Connecting to remote datasources
What is a remote datasource?
The Siren Federate plugin provides the capability to query data that is stored in external databases. The databases are connected by using the Elasticsearch API and by mapping database tables to virtual indices.
An analyst who is using Siren Investigate can then create dashboards by directly querying the remote datasources and displaying the resulting data alongside Elasticsearch data.
Two types of remote datasource can be configured; JDBC datasources and remote Elasticsearch clusters.
What is a virtual index?
After you connect remote datasources in Siren Platform, you create virtual indices to map the external database tables.
With virtual indices, data is never copied. Instead, queries that are sent to virtual indices are translated to the native dialect of the database system and back again in real time.
Datasources and virtual indices can be managed by using the REST API.
How do you query virtual indices?
Virtual indices can be queried by using one of the following APIs:
-
Standard Elasticsearch API: Allows you to query a virtual index as if it were a standard Elasticsearch index.
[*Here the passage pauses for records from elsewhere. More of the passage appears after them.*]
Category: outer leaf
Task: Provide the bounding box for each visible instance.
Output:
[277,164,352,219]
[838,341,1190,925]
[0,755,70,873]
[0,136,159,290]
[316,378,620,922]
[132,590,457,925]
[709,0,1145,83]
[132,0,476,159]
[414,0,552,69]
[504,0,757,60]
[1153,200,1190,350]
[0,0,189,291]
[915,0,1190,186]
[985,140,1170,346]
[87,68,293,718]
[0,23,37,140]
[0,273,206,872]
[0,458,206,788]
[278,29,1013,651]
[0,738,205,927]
However, note that this method does not support joins.
-
Siren Federate API: Allows you to use the join query clause on virtual indices. The Siren Federate query planner pushes down to the remote datasources the computation of query operators such as filters, aggregations, and joins.
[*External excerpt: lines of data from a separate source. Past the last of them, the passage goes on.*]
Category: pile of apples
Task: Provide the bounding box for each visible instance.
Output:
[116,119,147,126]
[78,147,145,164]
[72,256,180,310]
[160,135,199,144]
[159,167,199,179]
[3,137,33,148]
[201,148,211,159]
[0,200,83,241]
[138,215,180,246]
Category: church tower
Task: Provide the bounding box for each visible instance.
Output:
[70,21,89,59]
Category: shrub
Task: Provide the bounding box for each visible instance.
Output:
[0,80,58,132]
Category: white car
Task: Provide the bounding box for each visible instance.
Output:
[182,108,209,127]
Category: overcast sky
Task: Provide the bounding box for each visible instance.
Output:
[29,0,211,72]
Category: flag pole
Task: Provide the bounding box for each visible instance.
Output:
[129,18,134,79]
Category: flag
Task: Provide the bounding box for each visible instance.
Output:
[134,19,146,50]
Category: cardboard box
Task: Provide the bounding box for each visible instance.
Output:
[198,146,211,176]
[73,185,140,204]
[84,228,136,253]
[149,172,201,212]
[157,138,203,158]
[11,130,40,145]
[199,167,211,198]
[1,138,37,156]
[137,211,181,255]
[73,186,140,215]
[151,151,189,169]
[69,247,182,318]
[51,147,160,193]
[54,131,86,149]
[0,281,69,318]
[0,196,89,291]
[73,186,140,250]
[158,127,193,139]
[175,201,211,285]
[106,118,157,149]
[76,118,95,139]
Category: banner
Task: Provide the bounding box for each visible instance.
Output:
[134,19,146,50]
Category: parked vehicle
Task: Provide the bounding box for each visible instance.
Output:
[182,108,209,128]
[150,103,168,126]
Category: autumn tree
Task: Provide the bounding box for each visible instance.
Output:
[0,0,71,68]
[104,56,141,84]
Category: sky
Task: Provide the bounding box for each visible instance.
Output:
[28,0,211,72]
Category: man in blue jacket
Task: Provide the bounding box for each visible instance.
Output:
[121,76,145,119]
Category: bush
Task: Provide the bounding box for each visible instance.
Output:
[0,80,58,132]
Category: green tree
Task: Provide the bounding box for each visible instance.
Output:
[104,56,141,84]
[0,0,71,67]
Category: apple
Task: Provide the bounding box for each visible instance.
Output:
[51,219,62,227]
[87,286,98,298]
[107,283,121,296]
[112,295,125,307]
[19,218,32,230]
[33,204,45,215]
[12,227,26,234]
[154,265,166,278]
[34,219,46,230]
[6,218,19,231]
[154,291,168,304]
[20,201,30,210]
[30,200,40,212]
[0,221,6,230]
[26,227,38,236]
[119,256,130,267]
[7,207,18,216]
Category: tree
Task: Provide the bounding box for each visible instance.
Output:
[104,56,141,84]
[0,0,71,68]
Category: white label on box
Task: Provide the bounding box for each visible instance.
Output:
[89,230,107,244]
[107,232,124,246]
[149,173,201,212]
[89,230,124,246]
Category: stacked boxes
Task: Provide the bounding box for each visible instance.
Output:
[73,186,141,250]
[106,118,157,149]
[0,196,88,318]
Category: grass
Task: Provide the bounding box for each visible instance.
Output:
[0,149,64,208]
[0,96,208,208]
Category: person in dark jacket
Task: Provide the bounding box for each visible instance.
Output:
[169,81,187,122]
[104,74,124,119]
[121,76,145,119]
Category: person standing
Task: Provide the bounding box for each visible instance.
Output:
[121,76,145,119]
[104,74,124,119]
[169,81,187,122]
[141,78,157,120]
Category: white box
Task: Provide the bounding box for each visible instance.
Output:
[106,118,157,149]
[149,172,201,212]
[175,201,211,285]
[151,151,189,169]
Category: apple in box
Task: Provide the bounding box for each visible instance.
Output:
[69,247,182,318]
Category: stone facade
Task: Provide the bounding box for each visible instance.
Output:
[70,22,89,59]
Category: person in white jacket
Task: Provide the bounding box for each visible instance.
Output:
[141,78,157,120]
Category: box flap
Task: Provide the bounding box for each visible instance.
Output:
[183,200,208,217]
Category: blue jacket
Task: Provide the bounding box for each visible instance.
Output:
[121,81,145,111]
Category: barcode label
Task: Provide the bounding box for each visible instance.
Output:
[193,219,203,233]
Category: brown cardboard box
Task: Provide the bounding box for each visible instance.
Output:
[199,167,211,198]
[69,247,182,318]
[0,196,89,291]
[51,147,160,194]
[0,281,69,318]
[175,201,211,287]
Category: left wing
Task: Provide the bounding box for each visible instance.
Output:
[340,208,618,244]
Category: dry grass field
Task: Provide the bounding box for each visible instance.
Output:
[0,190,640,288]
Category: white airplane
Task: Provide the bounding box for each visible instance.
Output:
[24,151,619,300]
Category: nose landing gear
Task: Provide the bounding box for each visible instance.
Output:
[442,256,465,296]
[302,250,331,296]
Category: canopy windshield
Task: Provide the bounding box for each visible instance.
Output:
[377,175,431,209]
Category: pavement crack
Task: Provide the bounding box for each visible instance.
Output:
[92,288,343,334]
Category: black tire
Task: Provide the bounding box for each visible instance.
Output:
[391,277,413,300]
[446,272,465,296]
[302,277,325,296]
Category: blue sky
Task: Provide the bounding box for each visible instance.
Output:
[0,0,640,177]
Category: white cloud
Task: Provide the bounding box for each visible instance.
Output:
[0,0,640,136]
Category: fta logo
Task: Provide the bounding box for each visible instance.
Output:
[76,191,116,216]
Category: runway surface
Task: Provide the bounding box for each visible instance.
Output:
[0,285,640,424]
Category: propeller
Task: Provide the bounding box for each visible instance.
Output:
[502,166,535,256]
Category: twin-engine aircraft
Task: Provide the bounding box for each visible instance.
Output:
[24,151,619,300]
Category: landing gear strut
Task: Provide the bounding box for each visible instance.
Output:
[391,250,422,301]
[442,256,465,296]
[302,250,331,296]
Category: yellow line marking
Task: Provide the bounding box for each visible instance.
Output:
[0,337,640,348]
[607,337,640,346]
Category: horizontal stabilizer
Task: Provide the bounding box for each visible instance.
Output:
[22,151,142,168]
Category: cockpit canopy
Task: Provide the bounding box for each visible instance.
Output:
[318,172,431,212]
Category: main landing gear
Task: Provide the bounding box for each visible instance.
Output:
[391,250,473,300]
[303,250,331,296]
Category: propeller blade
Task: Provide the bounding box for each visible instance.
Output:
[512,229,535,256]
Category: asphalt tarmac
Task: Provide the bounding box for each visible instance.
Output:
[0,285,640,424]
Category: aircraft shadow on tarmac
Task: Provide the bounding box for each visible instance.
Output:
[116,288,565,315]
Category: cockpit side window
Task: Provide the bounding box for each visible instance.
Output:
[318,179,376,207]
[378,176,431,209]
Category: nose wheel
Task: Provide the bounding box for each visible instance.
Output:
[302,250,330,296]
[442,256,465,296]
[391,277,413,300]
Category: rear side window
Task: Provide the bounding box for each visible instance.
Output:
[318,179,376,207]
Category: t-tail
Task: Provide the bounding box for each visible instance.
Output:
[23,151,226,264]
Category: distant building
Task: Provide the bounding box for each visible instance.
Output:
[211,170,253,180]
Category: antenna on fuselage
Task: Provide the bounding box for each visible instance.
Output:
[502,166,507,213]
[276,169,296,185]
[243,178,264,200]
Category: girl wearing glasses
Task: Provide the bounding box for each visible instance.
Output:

Siren Federate supports sophisticated join capabilities across both real indices and virtual indices (federated).
There are three kinds of join operations:
-
Joins involving indices within the same external datasource: In this case, Siren Federate will simply push down the joins in the native back-end language, for example, SQL. The performance and scalability depends on the back-end system that Siren Federate is connected to.
-
Cross back-end joins (external datasource to external datasource, external datasource to Elasticsearch): The scalability of this operation is, in its current version, quite high from an external datasource to Elasticsearch, while limited in the opposite direction. Improvements are planned in future versions.
-
Joins across indices that are within the same Elasticsearch cluster. These are extremely scalable. Siren Federate augments existing Elasticsearch installations with an in-memory distributed computational layer. Search operations are pushed down to the Elasticsearch indices and then search results are distributed across the available Elasticsearch nodes for distributed join computation. This enables horizontal scaling, which leverages the entire cluster’s CPUs and memory.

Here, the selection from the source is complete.